Organik meyve tüketmeye çalışın
Çevre Çalışma Grubu (EWG), en kirli ve en az kirli besinlerin listesini çıkardı. Meyve alışverişine çıkarken bu listeye göz atmak, sağlığınız için doğru seçimler yapmanıza katkı sağlayacak.
Meyvenin başka ikamesi yok!
Meyve suları, kuru meyveler, reçeller asla meyvenin yerini dolduramaz. Aksine meyve suları yüksek oranda şeker ihtiva eder ve konsantreleri de genellikle meyvenin kendisinden gelmez. Kuru meyvelerde de, rengini korumak ve daha tatlı yapmak için sülfür dioksit adı verilen kimyasallar kullanılır. Vücudunuza daha fazla şeker yüklemek istemiyorsanız, taze meyveleri tercih etmelisiniz.
Şeker oranı daha düşük meyveleri tercih edin
Üzüm, mango ve muz gibi meyveler çok tatlı ve lezzetlidir, çünkü içerisinde yüksek miktarda fruktoz var. Oysa karpuz, daha düşük glisemik indekse sahip olduğundan daha doğru bir tercihtir. Avokado, zeytin ve Hindistan cevizi ise lif oranı yüksek, şeker oranı çok düşük meyveler olarak bilinir ki rahatlıkla tüketebilirsiniz.

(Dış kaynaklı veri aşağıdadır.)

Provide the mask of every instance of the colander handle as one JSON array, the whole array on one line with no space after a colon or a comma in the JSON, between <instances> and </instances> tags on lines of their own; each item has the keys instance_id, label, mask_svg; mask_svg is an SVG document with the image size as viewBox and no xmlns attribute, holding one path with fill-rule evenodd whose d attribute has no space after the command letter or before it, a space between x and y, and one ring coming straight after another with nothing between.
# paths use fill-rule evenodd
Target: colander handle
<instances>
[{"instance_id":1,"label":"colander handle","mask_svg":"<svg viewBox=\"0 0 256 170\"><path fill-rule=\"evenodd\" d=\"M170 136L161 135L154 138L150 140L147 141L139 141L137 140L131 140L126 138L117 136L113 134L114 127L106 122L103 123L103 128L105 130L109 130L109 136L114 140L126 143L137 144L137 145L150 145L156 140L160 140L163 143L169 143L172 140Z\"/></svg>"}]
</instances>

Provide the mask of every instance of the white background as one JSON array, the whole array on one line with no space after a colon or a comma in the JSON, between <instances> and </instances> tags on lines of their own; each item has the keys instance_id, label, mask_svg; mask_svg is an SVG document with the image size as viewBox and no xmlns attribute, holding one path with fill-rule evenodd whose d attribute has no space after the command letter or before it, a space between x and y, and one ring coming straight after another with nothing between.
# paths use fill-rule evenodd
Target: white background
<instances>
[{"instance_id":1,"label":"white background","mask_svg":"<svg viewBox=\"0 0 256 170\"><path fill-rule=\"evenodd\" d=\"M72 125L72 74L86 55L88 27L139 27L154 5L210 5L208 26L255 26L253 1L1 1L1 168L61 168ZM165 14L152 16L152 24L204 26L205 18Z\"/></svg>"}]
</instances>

Meyveyi protein veya yağ ile eşleştirin
Meyvelerin tüketilmesi sırasında metabolizmanın hızlı çalışması için vücudun insülin dengesinin de korunması gerekiyor. Bu nedenle kaliteli yağ ve protein ile beraber meyve yemek, fruktozun zararlı etkilerini minimuma indirir. Örneğin, yaban mersini-yoğurt, fıstık ezmesi-muz, bir avuç badem ve elma gibi…
Denge çok önemli!
Her şeyde olduğu gibi meyve tüketirken de anahtar dengedir. Egzersiz yoğunluğuna ve yaşam şekline bağlı olarak doğru porsiyonlarda, taze meyveleri tüketmek, her zaman işe yarar. Şeker kotasını değil lif kotasını artıran meyveleri daha fazla tüketin.
Şeker oranı düşük meyveler
En az şeker içeren meyveler içinde; kantalup kavunu, karpuz, şamama kavunu, çilek, ahududu, böğürtlen, yaban mersini, greyfurt, kayısı, şeftali, armut, portakal, zeytin, avokado ve erik sayılabilir.